B. Quale differenza crede che esista da un punto di vista biologico o psicologico? Dal punto di vista del costume? Io ho vissuto in Africa, il vostro era il rapporto violento del colonialista che veniva lì e si impossessava della ragazza di 12 anni senza assolutamente tenere conto di questo rapporto sul piano umano. Eravate i vincitori, cioè i militari che hanno fatto le stesse cose ovunque. La storia è piena di queste situazioni.
M. Signorina, se lei vuole istruirmi un processo a posteriori…
B. No assolutamente, voglio sapere dopo le sue interpretazioni, come intende i rapporti con le donne.

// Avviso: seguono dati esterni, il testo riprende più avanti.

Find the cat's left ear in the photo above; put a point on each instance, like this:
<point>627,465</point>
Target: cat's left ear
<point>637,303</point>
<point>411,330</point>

Nel 1982, intervistato da Biagi sulla sua esperienza in Africa, ripeteva impunito:
L’ho regolarmente sposata, in quanto regolarmente comprata dal padre. Aveva 12 anni, ma non mi prendere per un bruto: a 12 anni quelle lì sono già donne. Avevo bisogno di una donna a quell’età. Me la comprò il mio sottufficiale insieme a un cavallo e un fucile, in tutto 500 lire. Lei era un animalino docile, le misi su un tucul con dei polli…

Pochi giorni dopo il lancio della petizione dei Sentinelli, la statua – che è di bronzo come lo era la faccia del suo soggetto – è stata da ignoti coperta di vernice rossa e dalla scritta STUPRATORE RAZZISTA. Il 15 giugno l’amministrazione comunale ha dato mandato di ripulirla, a spese delle contribuenti
Il 9 marzo 2019, a 50 anni dal conflitto con Elvira Banotti, le femministe di Non una di meno avevano ricoperto la statua di vernice rosa, un intervento artistico e politico che, come scrive Igiaba Scego su Internazionale, ricorda la “sofferenza di quella lontana bambina colonizzata dell’Africa orientale e con lei tutte le bambine che soffrono di abusi sessuali più o meno legalizzati nel mondo”.
Ora stanno fioccando polemiche e un noto editorialista del Corriere titola Nessuno tolga Montanelli dai suoi Giardini dimenticando che sono pubblici, non suoi, e intessendo una narrazione a dir poco edulcorata della sua biografia. C’è chi teme il fanatismo e la cancellazione del passato. La battaglia intorno alla statua non è una cancellazione, ma un rendere onore al passato, mettendolo nella sua giusta luce, facendo parlare chi è stato calpestato e ridotto al silenzio, in questo caso Destà, una bambina.

La statua di Montanelli ci ricorda che viviamo in un mondo che onora schiavisti, razzisti, fascisti, colonialisti, stupratori, impedendo di abbandonarci all’illusione di una società civile. Ci auguriamo che, anche quando sarà ripulita secondo le censure del decoro urbano, continueranno interventi artistici e simbolici su quella e su altre statue e monumenti, per ricordare le storie che sono state omesse. A presto.